Later, Mr. Lert's family moved to live at Baan Park permanently. Therefore, another wooden house was added to connect them. Mr. Lert designed it himself. Part of the park used to be a white bus depot. Both are used to park and maintain buses and boat buses, and there are also employees' residences lined up. and a gas station for filling up buses Until during World War II, when Mr. Lert was 70 years old, Nai Lert's Park House, which was next to the British Embassy, Japan's belligerent Japanese soldiers had invaded the area of his house for more than 4 years and had also been attacked by the Allies with bombs that missed their targets and fell in the park many times, a total of 22 bombs. One bomb fell in front of the house and left a deep hole. Nai Lert Park's house therefore renovated that hole into a lotus pond. Baan Park therefore has a 10 meter deep bunker for use in emergencies. It is now a small pond. Bombs still fall on the west side of the house. The entire house was damaged until it flipped on its side.

After the war, Mr. Lert built a new wooden house to replace the old one. As can be seen from the restored house, it is lighter in color. Because they used redwood and teak instead of teak and spent 100,000 baht on repairs. After Mr. Lert and his wife, Khunying Sin Phakdinorasetha passed away. Lady Lursakdi Sampatisiri also lived at Nai Lert Park's house until the end of her life.

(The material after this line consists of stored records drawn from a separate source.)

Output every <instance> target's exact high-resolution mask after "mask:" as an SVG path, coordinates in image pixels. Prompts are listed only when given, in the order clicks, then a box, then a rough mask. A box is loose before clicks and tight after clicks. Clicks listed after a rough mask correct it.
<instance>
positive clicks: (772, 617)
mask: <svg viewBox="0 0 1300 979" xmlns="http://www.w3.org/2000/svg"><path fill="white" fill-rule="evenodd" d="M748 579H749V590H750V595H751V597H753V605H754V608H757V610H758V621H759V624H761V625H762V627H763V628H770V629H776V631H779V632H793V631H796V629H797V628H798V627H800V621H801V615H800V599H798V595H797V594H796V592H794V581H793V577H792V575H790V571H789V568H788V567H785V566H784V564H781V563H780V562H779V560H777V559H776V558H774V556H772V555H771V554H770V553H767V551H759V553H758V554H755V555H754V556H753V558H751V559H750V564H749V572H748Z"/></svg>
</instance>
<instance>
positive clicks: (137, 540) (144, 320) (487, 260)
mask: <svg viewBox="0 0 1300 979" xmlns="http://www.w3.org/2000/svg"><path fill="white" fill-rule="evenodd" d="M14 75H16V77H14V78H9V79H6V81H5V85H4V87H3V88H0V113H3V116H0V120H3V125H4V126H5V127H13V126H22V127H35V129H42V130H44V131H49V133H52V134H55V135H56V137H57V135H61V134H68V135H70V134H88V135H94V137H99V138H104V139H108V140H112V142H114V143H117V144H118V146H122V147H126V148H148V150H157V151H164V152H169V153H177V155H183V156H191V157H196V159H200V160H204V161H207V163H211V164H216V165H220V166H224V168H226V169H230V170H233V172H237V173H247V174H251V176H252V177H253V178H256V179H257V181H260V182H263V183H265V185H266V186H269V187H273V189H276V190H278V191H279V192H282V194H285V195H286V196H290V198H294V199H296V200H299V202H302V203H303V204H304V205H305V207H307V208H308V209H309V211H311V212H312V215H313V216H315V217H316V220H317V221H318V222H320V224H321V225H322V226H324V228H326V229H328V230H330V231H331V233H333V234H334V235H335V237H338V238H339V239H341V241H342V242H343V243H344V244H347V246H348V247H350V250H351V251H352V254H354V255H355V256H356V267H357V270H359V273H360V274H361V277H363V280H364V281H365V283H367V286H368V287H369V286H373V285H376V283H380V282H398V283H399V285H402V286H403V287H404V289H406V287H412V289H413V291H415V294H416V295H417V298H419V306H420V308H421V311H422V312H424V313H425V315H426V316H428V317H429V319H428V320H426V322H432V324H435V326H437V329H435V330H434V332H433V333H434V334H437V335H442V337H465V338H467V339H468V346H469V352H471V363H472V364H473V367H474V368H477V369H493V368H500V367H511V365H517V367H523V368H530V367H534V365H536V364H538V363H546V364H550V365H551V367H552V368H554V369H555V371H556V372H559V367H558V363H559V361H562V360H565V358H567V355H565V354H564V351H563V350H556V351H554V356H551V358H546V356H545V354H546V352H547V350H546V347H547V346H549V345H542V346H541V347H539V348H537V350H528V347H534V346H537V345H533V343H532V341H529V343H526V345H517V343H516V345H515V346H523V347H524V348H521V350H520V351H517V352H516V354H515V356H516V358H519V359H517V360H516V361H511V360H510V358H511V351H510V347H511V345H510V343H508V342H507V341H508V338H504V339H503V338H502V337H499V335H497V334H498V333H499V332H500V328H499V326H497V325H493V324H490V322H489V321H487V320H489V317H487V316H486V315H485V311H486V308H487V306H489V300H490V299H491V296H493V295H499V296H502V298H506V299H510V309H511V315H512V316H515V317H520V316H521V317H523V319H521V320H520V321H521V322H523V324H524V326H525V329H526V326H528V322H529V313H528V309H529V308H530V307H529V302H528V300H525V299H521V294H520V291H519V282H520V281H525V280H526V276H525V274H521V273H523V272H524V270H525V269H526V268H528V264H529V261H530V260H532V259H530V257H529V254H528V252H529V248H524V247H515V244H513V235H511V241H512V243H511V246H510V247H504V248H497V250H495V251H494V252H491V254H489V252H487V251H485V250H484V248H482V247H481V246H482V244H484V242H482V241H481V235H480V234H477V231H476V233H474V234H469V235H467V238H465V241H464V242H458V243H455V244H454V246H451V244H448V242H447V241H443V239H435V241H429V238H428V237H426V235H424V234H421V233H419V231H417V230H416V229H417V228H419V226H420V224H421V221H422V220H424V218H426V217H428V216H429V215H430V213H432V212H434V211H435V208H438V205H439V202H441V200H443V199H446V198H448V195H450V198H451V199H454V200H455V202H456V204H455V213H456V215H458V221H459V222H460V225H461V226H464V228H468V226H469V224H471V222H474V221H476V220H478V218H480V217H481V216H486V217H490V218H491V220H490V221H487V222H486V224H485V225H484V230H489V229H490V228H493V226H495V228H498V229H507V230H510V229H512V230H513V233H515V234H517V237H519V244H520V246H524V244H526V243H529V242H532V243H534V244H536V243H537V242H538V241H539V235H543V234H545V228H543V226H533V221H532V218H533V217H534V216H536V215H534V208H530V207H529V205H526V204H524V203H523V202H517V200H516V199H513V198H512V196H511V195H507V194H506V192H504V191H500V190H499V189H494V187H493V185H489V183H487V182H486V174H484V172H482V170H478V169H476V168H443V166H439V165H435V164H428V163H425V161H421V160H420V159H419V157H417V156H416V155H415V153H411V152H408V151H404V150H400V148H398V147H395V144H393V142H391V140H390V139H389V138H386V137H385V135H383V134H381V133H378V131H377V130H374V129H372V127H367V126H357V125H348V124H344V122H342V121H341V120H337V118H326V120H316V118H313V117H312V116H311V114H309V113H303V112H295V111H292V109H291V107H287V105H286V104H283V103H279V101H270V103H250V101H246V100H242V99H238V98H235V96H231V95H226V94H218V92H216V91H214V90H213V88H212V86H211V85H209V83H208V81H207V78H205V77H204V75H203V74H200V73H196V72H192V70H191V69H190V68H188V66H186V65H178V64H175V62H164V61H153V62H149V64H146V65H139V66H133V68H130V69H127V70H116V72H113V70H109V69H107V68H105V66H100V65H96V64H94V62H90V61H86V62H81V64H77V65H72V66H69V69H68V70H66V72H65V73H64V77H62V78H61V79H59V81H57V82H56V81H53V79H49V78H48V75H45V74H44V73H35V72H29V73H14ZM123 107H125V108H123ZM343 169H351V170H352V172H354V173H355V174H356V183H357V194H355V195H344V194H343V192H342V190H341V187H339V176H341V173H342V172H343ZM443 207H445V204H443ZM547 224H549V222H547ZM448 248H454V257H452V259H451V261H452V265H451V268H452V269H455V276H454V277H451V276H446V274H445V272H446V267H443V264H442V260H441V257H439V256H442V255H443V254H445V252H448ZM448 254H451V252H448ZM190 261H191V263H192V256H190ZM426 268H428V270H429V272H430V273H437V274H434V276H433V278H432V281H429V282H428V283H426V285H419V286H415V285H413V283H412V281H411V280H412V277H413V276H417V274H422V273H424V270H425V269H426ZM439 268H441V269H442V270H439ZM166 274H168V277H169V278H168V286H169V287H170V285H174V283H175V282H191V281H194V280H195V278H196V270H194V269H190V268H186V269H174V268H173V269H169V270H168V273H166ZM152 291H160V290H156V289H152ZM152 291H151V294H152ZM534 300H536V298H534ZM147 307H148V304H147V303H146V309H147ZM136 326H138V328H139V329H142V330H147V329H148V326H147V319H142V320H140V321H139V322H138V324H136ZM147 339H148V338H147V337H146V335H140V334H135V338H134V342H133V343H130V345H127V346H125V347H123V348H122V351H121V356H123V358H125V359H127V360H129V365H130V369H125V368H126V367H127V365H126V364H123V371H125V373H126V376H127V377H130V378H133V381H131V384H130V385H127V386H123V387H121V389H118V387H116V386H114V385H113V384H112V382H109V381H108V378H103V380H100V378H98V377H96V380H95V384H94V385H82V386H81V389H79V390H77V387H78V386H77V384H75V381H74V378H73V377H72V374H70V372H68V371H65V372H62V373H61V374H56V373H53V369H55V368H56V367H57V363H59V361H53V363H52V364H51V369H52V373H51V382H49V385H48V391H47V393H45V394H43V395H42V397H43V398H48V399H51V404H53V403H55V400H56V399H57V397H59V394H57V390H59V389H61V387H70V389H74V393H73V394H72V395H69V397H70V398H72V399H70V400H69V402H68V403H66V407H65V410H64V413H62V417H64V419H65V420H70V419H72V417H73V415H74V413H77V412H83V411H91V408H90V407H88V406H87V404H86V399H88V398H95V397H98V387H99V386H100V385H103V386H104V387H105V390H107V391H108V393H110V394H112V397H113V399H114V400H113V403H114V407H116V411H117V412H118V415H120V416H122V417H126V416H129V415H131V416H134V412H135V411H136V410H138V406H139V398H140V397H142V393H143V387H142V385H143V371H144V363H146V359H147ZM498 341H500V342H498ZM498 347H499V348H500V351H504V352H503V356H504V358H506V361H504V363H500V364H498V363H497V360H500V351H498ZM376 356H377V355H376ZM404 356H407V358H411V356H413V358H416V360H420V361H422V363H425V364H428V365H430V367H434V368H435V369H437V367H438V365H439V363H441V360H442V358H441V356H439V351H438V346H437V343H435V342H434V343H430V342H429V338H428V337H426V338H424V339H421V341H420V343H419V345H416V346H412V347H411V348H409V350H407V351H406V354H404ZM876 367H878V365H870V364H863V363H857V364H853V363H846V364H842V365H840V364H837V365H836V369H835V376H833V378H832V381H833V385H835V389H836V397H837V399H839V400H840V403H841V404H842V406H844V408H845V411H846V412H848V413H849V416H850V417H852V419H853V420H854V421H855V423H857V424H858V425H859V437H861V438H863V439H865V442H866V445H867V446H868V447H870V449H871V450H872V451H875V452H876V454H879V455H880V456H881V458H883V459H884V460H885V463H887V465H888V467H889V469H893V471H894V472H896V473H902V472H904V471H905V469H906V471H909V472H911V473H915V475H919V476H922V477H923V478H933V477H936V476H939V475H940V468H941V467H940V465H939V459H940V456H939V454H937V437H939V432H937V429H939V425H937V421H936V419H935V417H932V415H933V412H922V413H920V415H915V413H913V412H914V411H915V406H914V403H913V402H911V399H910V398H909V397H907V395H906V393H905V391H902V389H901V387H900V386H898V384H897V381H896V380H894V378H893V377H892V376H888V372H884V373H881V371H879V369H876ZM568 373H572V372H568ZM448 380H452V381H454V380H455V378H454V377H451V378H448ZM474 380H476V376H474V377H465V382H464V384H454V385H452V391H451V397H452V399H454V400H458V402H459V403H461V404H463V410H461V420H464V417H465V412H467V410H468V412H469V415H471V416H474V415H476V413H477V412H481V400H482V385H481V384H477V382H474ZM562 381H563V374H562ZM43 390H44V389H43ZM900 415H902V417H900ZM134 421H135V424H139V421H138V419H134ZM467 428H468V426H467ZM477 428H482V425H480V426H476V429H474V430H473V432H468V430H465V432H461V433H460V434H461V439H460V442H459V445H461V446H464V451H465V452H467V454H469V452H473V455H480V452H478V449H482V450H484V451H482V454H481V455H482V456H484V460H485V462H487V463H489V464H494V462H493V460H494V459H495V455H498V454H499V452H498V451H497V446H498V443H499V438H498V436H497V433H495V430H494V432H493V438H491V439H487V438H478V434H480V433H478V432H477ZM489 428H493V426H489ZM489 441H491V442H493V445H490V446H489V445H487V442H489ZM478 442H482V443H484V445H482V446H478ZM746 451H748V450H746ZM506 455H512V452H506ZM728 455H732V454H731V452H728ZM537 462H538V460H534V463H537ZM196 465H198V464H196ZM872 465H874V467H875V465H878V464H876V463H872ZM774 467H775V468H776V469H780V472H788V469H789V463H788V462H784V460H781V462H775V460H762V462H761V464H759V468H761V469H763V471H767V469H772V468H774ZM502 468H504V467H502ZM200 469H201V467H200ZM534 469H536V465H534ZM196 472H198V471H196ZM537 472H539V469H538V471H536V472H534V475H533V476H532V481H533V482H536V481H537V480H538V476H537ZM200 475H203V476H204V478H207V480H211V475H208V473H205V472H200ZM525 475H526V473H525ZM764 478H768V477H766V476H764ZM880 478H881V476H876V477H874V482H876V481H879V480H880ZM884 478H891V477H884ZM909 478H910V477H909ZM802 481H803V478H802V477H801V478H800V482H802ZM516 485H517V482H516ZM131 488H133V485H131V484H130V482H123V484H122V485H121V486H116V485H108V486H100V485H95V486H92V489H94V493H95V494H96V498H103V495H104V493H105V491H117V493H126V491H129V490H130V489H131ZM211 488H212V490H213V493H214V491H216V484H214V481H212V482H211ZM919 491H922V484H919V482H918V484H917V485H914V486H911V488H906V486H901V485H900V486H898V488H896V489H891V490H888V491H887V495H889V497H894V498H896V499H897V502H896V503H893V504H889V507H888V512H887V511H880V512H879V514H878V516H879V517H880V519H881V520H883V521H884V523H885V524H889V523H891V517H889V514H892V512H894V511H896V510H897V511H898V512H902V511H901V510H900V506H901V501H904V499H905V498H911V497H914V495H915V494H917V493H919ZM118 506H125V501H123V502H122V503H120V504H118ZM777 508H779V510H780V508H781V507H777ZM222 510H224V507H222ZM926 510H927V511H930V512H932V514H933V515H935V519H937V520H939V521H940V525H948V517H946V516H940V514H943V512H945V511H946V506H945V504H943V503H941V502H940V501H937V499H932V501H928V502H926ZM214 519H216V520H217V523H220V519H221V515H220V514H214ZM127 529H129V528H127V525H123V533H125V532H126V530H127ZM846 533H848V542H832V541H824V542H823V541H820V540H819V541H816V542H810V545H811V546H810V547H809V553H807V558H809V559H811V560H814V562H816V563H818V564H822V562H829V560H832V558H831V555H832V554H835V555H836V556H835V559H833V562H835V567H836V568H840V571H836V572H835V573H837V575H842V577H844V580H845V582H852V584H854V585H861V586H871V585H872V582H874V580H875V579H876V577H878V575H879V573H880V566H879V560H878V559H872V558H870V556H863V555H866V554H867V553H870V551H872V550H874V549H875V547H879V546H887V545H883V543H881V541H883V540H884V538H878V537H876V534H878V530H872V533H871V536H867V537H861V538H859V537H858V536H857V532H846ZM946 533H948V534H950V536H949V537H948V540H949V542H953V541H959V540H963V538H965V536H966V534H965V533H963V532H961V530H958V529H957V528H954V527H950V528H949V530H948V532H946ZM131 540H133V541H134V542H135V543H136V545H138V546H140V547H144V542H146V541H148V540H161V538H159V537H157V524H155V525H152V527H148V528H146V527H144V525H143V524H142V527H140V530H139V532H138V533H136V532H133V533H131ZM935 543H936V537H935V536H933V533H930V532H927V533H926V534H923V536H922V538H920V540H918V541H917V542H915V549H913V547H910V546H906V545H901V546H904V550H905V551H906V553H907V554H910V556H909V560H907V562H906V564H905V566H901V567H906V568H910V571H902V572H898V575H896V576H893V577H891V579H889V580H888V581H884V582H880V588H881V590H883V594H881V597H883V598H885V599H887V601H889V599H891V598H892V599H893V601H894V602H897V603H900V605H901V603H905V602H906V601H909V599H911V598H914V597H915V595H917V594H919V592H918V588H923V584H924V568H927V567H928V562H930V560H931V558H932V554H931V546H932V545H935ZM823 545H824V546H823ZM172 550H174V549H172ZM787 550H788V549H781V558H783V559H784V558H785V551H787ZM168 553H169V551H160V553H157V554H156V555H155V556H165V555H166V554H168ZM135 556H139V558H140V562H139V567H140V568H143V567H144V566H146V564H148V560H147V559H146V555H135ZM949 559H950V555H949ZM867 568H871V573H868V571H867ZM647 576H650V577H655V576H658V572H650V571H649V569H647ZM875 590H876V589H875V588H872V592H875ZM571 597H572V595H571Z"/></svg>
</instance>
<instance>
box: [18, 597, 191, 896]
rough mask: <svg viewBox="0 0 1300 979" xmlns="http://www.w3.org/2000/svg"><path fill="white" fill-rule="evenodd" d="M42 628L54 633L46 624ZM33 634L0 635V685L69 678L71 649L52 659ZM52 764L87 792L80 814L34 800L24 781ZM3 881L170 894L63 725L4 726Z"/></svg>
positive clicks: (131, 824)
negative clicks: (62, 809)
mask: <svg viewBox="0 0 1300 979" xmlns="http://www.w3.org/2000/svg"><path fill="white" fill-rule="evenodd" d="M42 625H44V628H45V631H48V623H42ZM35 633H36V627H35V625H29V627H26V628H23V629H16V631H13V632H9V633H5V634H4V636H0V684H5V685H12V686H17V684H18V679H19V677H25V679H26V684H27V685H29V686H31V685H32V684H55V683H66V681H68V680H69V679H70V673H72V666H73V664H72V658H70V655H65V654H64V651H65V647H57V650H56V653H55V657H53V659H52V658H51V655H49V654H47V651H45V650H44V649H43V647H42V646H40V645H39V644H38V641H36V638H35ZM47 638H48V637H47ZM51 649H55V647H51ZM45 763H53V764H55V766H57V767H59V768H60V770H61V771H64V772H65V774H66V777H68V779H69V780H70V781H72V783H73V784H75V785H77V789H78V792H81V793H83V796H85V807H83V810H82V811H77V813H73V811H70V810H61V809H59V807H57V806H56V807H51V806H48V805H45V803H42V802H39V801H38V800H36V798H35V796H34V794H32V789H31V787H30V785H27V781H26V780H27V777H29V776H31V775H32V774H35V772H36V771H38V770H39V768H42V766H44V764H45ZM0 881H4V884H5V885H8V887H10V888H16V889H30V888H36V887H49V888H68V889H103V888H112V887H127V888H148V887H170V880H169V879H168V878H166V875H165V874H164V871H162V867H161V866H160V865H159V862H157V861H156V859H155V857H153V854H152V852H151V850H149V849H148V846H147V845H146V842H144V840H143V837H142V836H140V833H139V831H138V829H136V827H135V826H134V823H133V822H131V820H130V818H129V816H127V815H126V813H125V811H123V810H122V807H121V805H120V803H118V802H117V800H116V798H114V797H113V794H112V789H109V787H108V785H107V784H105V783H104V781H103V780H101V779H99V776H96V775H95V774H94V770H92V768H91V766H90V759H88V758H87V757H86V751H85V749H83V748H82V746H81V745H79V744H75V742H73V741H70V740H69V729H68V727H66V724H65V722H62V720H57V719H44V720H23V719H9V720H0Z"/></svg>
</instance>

In 1983, some land was set aside to build a hotel. Some land of Ban Nai Lert Park was sold.

After Thanpuying Lesak Sombatsiri passed away in 2010, her heirs thought that it should be opened as a small museum for the public to view in the form of a Heritage Home. However, due to the condition of the house building deteriorating, in 2012, the Nai Lert Group renovated the Nai Lert Park House into a private museum. Opened for service on 19 December 2015. After that, the hotel building was sold to BDMS Wellness Clinic Company Limited, a Bangkok Hospital chain, during 2016, which is currently Mövenpick BDMS Wellness Resort Bangkok.

== Exhibits ==
This ancient building at Ban Nai Lert Park is divided into two parts. One building was built for residential use. and another building built specifically to be a bedroom. In the present era There was a restoration to adjust the height of both houses by about one and a half meters. To make it more useful for usability And after the renovation of the house was completed, it was opened as a museum, including This place is also used for important ceremonies such as engagement ceremonies. or a Thai wedding ceremony.

Inside the Nai Lert Park House is divided into 2 exhibits: a women's house that will display the story of the history of the Nai Lert Park House. Biography of family members utensils, collectibles, and clothing. Another part is Than Chao Khun's house. On display are porcelain, Buddha rooms, and kitchenware. All exhibits will be placed in the same location as before.